Коммэ еще раз поклонился и замолчал. Мрачный, как туча, Конт Абн позволил себе задать ему вопрос:
— Нет ли у вас сведений о том, откуда у самозванца собственная армия?
— Мы не успели провести никаких серьезных расследований, все случилось слишком быстро. Не удалось даже проследить из каких земель появляются караваны с товарами и сопровождающие их «приказные». Такое чувство, что они возникают из воздуха…
— Я думаю… — вклинился вдруг престарелый Симон да Жэ, — здесь не обходится без колдовства. Вы, молодые, не верите старым книгам и считаете, что черные знания давным давно ушли из Мира. А некоторые даже полагают, что их и вовсе не было! Что все это бабушкины сказки. Но, демон меня возьми, что-то тут нечисто… простите уж старого человека, ваше величество, но я должен был это сказать.
Все замолчали. Улаф встал со своего кресла, заложил руки за спину и принялся нервно прохаживаться по комнате. Конт Абн, так и не присевший, и фоксийцы ждали, что скажет король. Тот вдруг спросил:
— А что с вашими семьями, благородные господа?
— Я одинок, — просто сказал да Жэ.
— Отдавая все свое время службе, я не обзавелся семьей, ваше величество, — поклонился Коммэ, — Поэтому мы с почтенным дюком бежали из Фоксии без бремени на сердце. Наши же молодые спутники не замешаны в каких-либо предприятиях против Морини, кроме этой поездки. Надеюсь, они смогут благополучно вернуться домой.
— Я хотел бы предоставить вам убежище в Равнланде, — предложил Улаф.
— Благодарим вас, ваше величество, но здесь мы не сумеем спрятаться от самозванца. Его ищейки слишком хороши, — покачал головой фоксиец, — Наша дорога лежит в Алтанские степи. Мы полагаем, что там «Приказные дома» Морини будут построены нескоро.
— Прошу вас хотя бы заночевать в моем дворце. Конт Абн позаботится о вашем устройстве и о вашем снабжении! — воскликнул король.

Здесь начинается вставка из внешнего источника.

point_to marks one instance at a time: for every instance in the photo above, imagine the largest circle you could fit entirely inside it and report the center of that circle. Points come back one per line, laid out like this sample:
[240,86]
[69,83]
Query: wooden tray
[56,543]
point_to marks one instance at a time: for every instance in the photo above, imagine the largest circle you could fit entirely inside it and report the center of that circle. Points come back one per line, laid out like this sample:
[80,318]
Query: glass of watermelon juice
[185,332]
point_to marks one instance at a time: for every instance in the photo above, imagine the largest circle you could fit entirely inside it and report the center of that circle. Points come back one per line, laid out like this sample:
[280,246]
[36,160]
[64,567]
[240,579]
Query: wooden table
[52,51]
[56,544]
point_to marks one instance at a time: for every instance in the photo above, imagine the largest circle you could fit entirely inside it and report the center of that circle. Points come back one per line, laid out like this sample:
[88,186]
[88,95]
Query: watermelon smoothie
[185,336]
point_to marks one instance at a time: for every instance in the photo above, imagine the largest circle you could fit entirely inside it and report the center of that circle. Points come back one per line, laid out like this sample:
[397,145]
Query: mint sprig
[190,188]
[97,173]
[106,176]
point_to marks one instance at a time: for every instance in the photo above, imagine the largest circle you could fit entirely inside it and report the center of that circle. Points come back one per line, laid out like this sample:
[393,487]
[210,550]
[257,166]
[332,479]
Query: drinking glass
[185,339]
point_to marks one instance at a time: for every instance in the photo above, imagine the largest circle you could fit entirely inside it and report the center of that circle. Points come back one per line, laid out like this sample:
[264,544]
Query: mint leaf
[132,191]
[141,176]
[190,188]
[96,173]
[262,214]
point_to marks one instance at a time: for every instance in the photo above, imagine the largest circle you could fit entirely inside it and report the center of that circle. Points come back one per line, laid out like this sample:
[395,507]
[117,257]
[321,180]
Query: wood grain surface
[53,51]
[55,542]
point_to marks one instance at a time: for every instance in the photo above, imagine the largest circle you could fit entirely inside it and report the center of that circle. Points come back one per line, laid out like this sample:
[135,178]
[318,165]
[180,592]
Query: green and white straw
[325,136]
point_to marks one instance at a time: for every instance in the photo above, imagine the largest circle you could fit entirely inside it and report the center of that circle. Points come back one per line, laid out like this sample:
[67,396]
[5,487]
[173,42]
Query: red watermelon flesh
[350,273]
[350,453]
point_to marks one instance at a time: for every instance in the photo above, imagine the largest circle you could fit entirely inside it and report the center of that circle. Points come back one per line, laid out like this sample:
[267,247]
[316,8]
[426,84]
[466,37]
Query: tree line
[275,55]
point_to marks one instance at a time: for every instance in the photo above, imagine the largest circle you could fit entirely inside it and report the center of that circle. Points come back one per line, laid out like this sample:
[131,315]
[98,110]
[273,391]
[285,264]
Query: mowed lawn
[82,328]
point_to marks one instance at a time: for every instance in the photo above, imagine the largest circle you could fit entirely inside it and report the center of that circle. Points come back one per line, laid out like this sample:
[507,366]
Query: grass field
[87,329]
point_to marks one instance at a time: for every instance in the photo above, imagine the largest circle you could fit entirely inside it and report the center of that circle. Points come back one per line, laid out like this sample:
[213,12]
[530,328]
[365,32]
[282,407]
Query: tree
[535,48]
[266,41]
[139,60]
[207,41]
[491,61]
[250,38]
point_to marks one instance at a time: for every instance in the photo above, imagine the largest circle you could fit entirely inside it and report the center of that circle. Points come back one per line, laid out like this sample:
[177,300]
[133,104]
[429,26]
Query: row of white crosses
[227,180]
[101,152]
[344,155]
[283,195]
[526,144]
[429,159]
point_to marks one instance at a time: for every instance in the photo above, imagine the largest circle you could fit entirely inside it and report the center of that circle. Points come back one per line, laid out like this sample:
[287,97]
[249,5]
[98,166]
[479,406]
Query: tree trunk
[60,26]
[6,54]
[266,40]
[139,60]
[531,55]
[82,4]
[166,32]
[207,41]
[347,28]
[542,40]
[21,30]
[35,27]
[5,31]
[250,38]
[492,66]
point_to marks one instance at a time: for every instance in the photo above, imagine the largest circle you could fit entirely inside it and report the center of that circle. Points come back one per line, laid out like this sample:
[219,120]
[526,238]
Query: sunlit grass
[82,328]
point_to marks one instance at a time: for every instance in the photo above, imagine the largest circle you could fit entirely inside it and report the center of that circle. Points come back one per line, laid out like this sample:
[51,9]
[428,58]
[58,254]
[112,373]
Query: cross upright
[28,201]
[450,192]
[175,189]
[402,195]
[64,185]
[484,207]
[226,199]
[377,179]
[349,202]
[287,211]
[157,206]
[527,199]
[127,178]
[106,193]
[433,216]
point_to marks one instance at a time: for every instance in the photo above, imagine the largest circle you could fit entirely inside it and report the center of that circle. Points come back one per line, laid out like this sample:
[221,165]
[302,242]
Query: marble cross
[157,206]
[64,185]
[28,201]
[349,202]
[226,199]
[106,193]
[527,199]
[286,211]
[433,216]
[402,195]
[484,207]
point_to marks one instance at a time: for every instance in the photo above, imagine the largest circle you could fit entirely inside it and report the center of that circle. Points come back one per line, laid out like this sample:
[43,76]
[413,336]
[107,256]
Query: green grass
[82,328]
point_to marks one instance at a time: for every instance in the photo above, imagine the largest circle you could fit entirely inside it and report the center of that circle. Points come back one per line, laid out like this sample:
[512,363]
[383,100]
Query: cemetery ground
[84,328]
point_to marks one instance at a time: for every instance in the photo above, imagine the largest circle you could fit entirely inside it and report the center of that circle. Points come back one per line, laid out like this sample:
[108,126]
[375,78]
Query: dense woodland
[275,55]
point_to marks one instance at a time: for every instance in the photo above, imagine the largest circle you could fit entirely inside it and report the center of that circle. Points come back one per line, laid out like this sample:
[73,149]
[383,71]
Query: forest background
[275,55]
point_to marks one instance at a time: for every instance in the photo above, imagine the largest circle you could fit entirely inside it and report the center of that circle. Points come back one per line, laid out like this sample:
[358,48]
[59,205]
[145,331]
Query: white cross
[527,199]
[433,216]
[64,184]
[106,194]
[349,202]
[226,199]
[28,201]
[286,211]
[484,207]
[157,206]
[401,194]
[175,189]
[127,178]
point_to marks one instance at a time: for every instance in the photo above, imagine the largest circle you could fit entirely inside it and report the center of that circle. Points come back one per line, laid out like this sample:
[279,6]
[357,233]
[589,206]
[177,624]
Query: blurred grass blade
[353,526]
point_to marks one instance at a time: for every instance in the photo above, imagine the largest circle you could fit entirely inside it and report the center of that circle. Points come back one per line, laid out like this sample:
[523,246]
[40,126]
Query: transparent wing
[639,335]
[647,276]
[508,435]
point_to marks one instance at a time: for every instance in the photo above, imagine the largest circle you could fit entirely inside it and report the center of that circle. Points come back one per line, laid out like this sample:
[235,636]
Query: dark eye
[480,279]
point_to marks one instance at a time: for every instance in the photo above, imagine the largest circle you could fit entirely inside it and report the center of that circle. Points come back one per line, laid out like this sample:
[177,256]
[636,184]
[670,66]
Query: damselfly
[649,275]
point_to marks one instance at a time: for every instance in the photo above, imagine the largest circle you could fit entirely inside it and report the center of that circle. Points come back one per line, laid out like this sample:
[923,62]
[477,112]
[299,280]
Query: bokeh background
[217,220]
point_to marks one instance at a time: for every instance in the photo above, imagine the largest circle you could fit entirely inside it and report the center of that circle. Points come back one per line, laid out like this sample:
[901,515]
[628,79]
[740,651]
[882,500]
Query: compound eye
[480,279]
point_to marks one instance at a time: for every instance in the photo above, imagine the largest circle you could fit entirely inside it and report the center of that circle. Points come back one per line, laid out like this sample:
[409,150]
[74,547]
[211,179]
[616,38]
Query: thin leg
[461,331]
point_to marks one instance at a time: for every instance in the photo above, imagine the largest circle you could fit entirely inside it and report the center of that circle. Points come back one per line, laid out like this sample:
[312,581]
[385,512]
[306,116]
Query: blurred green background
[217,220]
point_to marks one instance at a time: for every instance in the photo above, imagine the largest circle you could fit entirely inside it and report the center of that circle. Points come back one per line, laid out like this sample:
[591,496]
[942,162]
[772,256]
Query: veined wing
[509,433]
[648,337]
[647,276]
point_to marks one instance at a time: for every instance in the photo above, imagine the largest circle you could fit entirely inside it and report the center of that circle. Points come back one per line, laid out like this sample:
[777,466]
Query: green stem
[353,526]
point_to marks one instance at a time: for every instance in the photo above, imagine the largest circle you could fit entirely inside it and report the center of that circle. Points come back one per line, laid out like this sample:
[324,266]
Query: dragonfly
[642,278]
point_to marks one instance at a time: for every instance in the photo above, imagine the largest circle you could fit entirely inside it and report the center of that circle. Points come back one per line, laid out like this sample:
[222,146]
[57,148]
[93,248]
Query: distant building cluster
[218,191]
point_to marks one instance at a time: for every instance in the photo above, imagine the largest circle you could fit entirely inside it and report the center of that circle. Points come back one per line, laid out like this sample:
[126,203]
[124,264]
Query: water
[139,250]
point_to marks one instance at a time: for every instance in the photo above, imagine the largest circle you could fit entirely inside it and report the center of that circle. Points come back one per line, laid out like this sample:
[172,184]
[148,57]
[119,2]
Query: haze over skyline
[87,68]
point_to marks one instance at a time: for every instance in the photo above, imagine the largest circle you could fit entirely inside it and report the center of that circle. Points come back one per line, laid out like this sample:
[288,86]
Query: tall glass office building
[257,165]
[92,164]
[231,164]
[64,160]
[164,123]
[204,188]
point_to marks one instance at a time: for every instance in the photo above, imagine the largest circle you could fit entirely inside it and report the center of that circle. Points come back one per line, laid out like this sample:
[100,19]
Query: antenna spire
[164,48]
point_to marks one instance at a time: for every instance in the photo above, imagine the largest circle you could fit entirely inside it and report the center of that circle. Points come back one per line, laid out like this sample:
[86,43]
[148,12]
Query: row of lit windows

— К сожалению, нам нужно отправляться сейчас же, — с достоинством отклонил предложение Коммэ, — Нам следует двигаться быстро и желательно ночью. Но вот от пополнения припасов мы не откажемся…
— Будет сделано, — опередил приказание короля конт Абн.
— Тогда… — Улаф развел руками, — Тогда примите мою благодарность за вашу смелость и благородство. Не скрою, вы принесли нерадостные для меня и всего Равнланда известия, но… Еще раз спасибо, господа. Король не забудет вас и… и поддержит в годы изгнания. Мы обсудим это с лордом Абном.
Теперь же я прощаюсь с вами. Счастливого вам пути. О нашем разговоре никто не узнает.
Фоксийцы встали со своих мест и дружно поклонились королю Вороновой Земли:
— Прощайте, ваше величество!
Вспоминая встречу с беглецами из Фоксии, Улаф машинально ел бисквиты и сыр. Ему предстоял тяжелый разговор с начальником Королевского Ока Абном. Король знал, что тот предложит — пока не поздно, силой прекратить власть Дюка Морини, захватить Приказные дома и неожиданной атакой уничтожить армию самозванца, которая стояла лагерем неподалеку от столицы.
Также король доподлинно знал, что он ответит на предложение конта Абна. Он понял это еще вчера — сразу после разговора с фоксийцами. Именно поэтому Улаф целенаправленно, с мрачным удовлетворением напивался ночью и продолжал поддерживать себя вином сейчас.
Доев последний бисквит, Улаф поднялся с постели, добыл себе еще один бокал «Белого Дождя» и опрокинул его одним махом. Затем он открыл дверь спальни и крикнул в темноту коридора: — Толлер, умываться!